Eurozone: The European Commission and European Central Bank today jointly announced that Bulgaria and Romania have failed to meet the economic criteria to join the eurozone, as widely expected. The countries’ key shortcomings included excessively high consumer price inflation and concerns that their institutions were too saddled with corruption and money laundering. The decision means that the eurozone will continue to encompass 20 countries; the last of which to join was Croatia at the beginning of 2023.
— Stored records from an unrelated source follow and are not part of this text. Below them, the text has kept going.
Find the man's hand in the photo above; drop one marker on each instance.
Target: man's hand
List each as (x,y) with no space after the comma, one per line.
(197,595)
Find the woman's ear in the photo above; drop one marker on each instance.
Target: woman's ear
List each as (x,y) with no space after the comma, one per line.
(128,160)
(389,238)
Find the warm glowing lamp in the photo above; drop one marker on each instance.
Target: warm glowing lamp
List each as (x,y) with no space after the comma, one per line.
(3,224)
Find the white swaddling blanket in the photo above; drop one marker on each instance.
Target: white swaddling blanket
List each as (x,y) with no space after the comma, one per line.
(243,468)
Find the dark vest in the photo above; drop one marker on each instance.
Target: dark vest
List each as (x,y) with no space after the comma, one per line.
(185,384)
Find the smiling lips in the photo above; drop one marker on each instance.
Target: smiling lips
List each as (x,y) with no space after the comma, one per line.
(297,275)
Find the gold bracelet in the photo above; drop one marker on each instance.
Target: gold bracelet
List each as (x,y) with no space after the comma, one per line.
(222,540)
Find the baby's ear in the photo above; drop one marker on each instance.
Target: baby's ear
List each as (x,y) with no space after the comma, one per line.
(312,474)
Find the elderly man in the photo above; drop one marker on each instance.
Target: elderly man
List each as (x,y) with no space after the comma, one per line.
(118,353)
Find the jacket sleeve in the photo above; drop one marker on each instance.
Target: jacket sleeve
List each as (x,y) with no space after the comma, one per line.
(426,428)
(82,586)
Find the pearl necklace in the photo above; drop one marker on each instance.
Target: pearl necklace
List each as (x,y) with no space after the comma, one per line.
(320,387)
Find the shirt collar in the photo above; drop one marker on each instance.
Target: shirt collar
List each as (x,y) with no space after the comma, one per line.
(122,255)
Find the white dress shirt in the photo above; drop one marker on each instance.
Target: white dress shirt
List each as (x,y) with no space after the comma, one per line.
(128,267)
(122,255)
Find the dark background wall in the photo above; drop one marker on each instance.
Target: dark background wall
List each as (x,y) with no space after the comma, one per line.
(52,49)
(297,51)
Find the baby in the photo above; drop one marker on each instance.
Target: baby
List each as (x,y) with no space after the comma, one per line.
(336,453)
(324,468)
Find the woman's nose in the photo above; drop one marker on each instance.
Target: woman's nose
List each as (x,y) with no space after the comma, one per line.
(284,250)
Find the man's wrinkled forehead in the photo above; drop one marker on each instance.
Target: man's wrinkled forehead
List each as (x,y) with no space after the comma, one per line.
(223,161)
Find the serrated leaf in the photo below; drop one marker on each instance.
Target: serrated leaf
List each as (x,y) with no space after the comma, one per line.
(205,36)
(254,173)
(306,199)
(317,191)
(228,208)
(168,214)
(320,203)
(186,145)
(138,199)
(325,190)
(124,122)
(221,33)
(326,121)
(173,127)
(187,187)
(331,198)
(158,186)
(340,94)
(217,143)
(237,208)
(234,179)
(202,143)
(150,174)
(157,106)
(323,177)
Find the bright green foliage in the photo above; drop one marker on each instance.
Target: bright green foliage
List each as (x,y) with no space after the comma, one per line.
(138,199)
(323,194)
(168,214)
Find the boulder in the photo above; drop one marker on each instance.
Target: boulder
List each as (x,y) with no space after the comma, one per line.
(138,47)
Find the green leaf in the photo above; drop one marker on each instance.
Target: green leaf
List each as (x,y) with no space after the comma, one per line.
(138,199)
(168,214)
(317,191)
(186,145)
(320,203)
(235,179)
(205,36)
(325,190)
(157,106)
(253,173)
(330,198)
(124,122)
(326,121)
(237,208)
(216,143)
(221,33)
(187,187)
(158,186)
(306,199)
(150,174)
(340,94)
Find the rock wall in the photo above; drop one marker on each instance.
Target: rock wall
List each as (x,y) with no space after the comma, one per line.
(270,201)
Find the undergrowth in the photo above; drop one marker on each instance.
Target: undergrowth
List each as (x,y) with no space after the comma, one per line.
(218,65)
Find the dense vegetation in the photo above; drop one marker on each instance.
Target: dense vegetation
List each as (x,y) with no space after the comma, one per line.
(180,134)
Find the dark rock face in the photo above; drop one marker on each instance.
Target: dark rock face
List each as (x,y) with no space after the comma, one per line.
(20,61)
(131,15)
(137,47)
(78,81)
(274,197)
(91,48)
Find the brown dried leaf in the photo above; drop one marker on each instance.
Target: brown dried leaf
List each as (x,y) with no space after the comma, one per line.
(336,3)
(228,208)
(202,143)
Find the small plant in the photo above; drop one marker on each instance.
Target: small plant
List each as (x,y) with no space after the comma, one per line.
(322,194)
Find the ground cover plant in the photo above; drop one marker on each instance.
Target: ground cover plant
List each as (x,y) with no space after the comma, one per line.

Kenya: The mass protests against the government’s new tax hikes, which we described in yesterday’s Comment, have now turned deadly, as police opened fire yesterday on protestors who had broken into parliament. According to local rights groups and activists, at least five protesters and first responders were killed and scores were injured in the incident. The violence threatens both the political and economic stability of a major African country.
Canada: The Wall Street Journal today carries an interesting article on Canadian oil sand companies and their recent outperformance. After years in which the firms were held back by high costs and limited export-pipeline capacity, they have now largely completed their expensive facility build-outs and are discovering improved operating practices to cut production costs. The May 1 opening of a new export pipeline to Canada’s west coast has also removed export bottlenecks. The resulting higher profits have pushed the firms’ stock prices sharply upward.
US Financial Conditions: New research from Goldman Sachs shows firms with low credit ratings have repriced some $391 billion in leveraged loans into lower-interest debt so far this year, a new record for the period. According to Goldman, the benefit from the repricing has been equivalent to a 0.50% cut in the Federal Reserve’s benchmark fed funds rate.
- The ability of the firms to roll their debt over into lower-interest loans stems from high investor demand for investment products that package the loans into securities.
- As illustrated by the rollover activity, burgeoning private credit funds, and the current low spreads for junk bond funds, high investor demand for yield is probably one reason today’s high interest rates haven’t sparked a broad financial crisis or thrown the economy into recession.